Il dramma del naufragio di Lampedusa, come ha detto papa Francesco, è una vergogna che colpisce al cuore l’umanità. Non possiamo lasciarla cadere nel silenzio, non possiamo lasciare che la sofferenza e la disperazione di tanti fratelli continui a scivolare via tra i tanti ricordi tristi che lasciamo siano sbiaditi velocemente dalla frenesia della vita.
Questi morti sono un segno forte e doloroso che ci ricorda come l’ingiustizia e la povertà stanno dilaniando interi popoli e trasformando le acque del mare e la sabbia del deserto in due grandissime tombe. I morti di Lampedusa purtroppo sono solo una parte di una moltitudine di persone che ha visto, in una carretta del mare o in camion del deserto, spegnersi per sempre i propri sogni di vita e di libertà.
In queste ore ho ripensato ai profughi, accolti due anni fa in Casa della Carità, e al bel cammino fatto con loro. Oggi sono tutti inseriti nella società, hanno recuperato il sorriso e la speranza nella vita. Hanno la possibilità di dare forma ai loro sogni di libertà. Sono vivi. Custodendo questi pensieri nel cuore, i miei occhi si sono riempiti di lacrime al solo pensiero che anche per loro c’era la tragica possibilità che tutto si infrangesse in un naufragio, a poche miglia dalla “terra promessa”, tra i flutti dell’indifferenza dei potenti e di questo mondo. Ho pensato che avrei potuto non incontrarli mai. Ho pensato che sono partiti con la stessa disperazione, la stessa paura e i grandi sogni che riempivano il cuore di chi non ce l’ha fatta. Dinanzi a tutto questo è ora di dire basta.
Basta a queste lacrime che non sono ancora in grado di muovere il cuore di molti ad una assunzione di responsabilità e di promozione della giustizia. È giunto il momento che il mondo politico, italiano ed europeo, la smetta di trincerarsi dietro a convenzioni incolori e ad irresponsabilità mostruose. Nel mondo c’è profonda ingiustizia e questa l’ha creata l’uomo. Non è possibile che ancor oggi ci siano milioni di persone che non hanno il minimo per vivere, milioni di bambini che non hanno mai avuto la possibilità di sognare. Non possiamo lasciare che interi popoli continuino ad essere ridotti in schiavitù per gli interessi di pochi. Non possiamo continuare a lavarcene le mani come Ponzio Pilato, né a tacitare la coscienza con qualche illusorio giochino o manovra di cooperazione internazionale.

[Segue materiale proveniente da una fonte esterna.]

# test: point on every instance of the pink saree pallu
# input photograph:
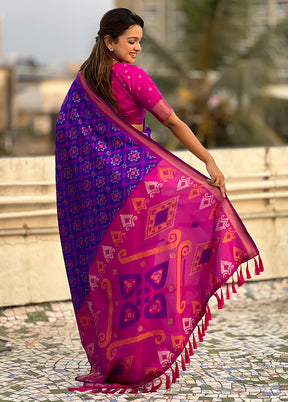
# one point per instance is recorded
(146, 243)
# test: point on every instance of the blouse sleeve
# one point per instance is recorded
(147, 94)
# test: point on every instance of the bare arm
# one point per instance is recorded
(188, 139)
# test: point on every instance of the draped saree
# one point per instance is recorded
(146, 243)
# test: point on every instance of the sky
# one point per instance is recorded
(51, 31)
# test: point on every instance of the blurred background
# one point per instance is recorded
(222, 64)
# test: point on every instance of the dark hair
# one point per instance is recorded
(97, 68)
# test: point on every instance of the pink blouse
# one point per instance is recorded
(135, 93)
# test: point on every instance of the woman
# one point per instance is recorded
(147, 240)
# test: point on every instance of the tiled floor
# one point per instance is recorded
(244, 356)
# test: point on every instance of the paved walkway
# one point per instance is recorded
(244, 356)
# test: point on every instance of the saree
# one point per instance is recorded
(146, 243)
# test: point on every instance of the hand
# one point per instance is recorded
(217, 177)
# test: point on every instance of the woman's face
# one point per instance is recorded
(127, 45)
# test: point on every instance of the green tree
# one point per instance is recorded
(218, 37)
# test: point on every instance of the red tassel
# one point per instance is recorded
(257, 270)
(227, 291)
(194, 342)
(191, 353)
(261, 266)
(200, 337)
(248, 272)
(239, 280)
(183, 363)
(97, 390)
(209, 313)
(233, 286)
(80, 389)
(187, 358)
(218, 301)
(203, 329)
(242, 276)
(222, 298)
(124, 390)
(173, 376)
(134, 390)
(114, 390)
(153, 389)
(168, 383)
(107, 390)
(177, 370)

È necessario attivare percorsi di ridistribuzione delle risorse e di restituzione, perché solo la giustizia e l’equità saranno in grado di bloccare queste continue stragi. Allora è necessario far pressione per scardinare la logica attuale che si è arenata nell’accettare supinamente che la ricchezza di pochi e la povertà del mondo è un assetto che risponde alle logiche del mercato e della finanza. È necessario non solo ridistribuire le risorse, ma restituire in termini di vita e di speranza, quindi anche economici, tutto quello che il Nord del mondo ha depredato dal Sud. Per cui creare corridoi umanitari oggi, significa si togliere questi fratelli disperati dalle mani di criminali senza scrupoli, ma anche che i governi forti del mondo cambino rotta. Nessuno può tirarsi fuori, perché tutti abbiamo delle responsabilità, compresi i partiti italiani più ostili all’accoglienza e, a livello europeo, le nazioni, come la Germania ed il Nord Europa, che nascondono dietro alla rigidità delle loro regole, la fatica di giocarsi pienamente nel contribuire ad un rinnovamento del mondo. Lasciare una parte della comunità politica senza diritti è un danno per tutti, lo riconoscono anche economisti come Amartya Sen, premio Nobel: l’uguaglianza di diritti per tutti, oltre ad essere giusta eticamente, è anche conveniente. La disuguaglianza è una zavorra che, prima o poi, trascina in basso tutti.
Prima di tutto questo, credo sia importante, come credenti che apriamo il nostro cuore alla preghiera, perché altrimenti non andremo da nessuna parte. Il 7 settembre, papa Francesco, chiedendo al mondo di pregare per la pace, ha ottenuto la grazia che l’ormai già deciso attacco in Siria fosse bloccato e sospeso. Ora dinanzi a molti altri drammi, siamo chiamati a confidare maggiormente nella forza della preghiera, imparando ad assumerci la responsabilità della custodia della vita e del futuro di ogni persona che è nostro fratello. Non si tratta di attenersi a dei trattati, ma di rispettare la dignità dell’uomo e di vivere in pienezza il Vangelo.